A "desgraça" e o "desespero", como lhe chamam alguns dos agricultores, chegaram de forma subtil, há cerca de duas semanas, quando uma cheia na ria de Aveiro inundou os campos ribeirinhos de água salgada, destruíndo as plantações de milho, principal base de alimentação dos efectivos pecuários (maioritariamente gado bovino) que constituem a actividade principal e fonte de trabalho da população local.
Os relatos de quem ficou sem a fonte de alimento dos animais sucedem-se em catadupa, em rostos perturbados. Os queixumes são convergentes. "Perdi cerca de dois mil quilos de milho" afirma António Ernesto. Este agricultor e criador de gado mostra-se "desanimado" com a cheia. As águas percorrerem cerca de 500 metros e destruíram por completo o milho.
"Fiquei sem alimentação para os animais e vou ter que recorrer a ração que custa cerca de 15 euros o saco. Muito mais caro do que alimentar os animais com o milho", afirma António Ernesto, lembrando que, na cheia, "a água atingiu pelo menos meio metro de altura na zona dos terrenos". "Nunca vi uma cheia como a última", disse.

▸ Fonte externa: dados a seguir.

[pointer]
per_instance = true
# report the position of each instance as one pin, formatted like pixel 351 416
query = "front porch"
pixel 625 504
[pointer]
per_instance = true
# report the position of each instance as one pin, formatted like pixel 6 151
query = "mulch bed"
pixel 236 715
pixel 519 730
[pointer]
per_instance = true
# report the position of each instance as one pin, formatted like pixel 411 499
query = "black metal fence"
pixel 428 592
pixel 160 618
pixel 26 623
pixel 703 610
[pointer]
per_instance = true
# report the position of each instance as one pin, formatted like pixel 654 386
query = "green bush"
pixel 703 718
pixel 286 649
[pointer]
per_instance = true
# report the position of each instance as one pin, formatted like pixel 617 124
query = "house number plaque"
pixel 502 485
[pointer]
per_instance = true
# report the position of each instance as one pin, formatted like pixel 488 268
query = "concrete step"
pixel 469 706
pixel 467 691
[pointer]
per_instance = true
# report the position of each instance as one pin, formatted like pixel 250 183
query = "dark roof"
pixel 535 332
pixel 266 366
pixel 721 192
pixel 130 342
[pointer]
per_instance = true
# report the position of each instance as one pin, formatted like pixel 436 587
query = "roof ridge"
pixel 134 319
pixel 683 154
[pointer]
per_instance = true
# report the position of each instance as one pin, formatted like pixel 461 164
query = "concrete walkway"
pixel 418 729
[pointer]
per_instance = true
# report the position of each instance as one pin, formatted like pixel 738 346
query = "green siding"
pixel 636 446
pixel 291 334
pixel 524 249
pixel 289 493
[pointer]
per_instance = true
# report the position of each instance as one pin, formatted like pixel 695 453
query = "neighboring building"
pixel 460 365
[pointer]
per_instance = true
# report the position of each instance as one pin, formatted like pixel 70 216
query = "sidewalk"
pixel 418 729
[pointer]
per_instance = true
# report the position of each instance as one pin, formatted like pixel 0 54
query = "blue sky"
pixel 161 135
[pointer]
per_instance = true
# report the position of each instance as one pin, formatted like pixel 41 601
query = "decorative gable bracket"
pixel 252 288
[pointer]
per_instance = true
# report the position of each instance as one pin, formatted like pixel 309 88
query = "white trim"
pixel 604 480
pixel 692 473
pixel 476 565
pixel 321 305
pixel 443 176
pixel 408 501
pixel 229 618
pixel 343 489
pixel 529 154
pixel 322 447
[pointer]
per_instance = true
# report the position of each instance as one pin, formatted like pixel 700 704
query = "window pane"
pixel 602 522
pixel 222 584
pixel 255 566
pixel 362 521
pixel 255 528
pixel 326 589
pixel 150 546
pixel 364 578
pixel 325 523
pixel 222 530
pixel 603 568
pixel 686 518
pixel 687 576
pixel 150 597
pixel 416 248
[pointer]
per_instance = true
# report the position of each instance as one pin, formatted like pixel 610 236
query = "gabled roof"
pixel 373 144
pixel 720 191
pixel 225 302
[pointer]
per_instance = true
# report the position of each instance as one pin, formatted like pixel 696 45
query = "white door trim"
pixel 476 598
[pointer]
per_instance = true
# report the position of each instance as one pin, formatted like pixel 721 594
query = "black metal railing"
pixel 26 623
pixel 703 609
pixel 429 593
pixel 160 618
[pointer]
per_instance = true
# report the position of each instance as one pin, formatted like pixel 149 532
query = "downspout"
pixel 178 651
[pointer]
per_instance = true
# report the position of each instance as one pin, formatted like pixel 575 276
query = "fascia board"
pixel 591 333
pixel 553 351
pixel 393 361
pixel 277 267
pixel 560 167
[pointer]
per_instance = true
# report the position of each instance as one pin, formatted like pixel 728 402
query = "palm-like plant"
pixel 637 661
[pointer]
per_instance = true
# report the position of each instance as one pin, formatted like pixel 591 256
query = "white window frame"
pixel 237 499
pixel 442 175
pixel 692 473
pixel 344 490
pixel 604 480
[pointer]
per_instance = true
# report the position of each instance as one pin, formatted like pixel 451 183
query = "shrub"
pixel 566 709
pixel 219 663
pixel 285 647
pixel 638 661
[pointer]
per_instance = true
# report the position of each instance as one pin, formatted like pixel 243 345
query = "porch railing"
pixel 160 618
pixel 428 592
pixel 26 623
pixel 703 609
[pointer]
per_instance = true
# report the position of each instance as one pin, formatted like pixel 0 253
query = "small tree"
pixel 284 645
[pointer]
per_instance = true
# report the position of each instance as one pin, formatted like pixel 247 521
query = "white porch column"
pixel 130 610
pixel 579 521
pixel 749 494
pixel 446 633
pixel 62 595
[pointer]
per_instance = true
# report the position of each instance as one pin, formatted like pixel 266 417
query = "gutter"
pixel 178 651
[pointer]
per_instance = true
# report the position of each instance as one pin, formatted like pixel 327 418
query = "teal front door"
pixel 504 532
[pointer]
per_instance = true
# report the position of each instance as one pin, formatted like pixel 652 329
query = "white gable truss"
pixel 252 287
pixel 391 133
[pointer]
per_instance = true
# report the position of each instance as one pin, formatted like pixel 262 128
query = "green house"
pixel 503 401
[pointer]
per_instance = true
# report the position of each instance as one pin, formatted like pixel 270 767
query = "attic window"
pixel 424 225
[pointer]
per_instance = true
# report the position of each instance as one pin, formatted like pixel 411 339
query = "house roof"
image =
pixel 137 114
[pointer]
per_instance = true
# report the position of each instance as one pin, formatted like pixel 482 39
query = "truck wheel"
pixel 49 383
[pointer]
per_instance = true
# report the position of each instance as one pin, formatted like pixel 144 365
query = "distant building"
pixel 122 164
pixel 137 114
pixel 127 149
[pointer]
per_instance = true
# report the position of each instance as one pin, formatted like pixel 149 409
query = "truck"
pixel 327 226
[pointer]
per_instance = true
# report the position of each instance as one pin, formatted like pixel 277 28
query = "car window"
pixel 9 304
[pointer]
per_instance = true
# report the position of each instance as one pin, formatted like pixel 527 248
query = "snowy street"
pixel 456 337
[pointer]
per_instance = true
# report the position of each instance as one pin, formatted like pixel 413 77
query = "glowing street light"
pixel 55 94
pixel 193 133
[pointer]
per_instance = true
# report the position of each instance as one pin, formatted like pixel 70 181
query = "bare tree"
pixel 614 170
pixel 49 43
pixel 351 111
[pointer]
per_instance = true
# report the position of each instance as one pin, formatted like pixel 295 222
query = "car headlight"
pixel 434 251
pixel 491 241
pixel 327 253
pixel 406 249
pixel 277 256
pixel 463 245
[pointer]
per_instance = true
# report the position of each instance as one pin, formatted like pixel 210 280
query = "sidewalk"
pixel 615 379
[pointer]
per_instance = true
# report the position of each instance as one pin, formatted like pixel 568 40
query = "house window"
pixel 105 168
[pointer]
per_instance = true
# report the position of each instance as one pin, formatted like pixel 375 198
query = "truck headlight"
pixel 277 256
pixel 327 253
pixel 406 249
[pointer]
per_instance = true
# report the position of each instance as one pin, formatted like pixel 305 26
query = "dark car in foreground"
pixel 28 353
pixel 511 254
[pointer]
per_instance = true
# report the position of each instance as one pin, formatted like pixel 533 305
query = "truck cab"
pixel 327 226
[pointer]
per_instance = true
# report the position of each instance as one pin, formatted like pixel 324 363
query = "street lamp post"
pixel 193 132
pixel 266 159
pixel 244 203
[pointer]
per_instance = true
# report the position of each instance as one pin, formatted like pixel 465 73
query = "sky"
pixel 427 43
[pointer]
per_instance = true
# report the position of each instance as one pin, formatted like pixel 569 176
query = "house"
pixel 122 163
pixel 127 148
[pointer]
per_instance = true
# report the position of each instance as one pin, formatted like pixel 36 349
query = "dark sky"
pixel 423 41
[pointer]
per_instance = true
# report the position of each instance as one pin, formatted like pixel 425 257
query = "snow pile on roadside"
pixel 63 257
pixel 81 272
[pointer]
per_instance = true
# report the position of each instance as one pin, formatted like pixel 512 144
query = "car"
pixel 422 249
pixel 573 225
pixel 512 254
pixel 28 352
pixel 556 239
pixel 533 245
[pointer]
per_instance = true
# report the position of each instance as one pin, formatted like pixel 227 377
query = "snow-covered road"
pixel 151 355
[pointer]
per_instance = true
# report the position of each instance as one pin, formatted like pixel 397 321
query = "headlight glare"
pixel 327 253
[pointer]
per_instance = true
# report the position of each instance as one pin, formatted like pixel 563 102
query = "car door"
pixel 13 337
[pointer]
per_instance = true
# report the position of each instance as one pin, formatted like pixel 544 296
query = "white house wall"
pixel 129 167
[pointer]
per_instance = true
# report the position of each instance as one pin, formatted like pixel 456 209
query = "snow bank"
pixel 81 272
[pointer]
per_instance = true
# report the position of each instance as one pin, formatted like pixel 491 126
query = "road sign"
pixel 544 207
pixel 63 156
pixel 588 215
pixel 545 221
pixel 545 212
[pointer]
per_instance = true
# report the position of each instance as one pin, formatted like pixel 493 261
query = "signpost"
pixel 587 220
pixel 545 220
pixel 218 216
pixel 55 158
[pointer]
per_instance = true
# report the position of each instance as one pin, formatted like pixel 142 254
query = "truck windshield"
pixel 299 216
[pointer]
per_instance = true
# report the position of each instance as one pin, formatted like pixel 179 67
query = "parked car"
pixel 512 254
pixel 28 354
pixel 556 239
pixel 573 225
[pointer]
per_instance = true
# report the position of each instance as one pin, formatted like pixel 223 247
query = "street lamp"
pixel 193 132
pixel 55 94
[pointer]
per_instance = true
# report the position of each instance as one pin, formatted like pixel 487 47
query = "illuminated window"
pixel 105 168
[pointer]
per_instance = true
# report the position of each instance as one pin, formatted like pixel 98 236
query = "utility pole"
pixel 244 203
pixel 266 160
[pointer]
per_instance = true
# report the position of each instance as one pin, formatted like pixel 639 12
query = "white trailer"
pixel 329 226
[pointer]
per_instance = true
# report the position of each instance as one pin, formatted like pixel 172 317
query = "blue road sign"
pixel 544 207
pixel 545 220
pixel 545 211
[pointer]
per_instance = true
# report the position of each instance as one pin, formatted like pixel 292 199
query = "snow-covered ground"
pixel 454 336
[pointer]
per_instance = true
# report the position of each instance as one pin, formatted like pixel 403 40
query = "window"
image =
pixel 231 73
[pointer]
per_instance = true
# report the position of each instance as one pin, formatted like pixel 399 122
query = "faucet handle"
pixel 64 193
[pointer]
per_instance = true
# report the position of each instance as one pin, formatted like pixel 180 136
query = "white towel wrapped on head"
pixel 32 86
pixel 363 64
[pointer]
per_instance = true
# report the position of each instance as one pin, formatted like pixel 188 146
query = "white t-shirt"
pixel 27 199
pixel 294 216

Os agricultores garantem que o sal que se entranhou nas terras levará, no mínimo, dois anos a ficar inerte. Ou seja, ao prejuízo imediato provocado no milho junta-se o facto de as terras não terem condições para receberem qualquer tipo de plantação nos próximos anos.
Prejuízos que levaram os agricultores a denunciarem a situação numa conferência de Imprensa realizada, na manhã de ontem. "O maior problema é a falta de intervenção na ria" acusa o porta-voz do movimento de agricultores, Joaquim Lopes. "A ria está transformada num completo pantanal e a água invade os campos" explica, exigindo a intervenção das diferentes autoridades.
Entre as exigências apresentadas, os contestatários reclamam uma "intervenção rápida" e apontam algumas soluções possíveis como o desassoreamento da ria ou a construção de diques.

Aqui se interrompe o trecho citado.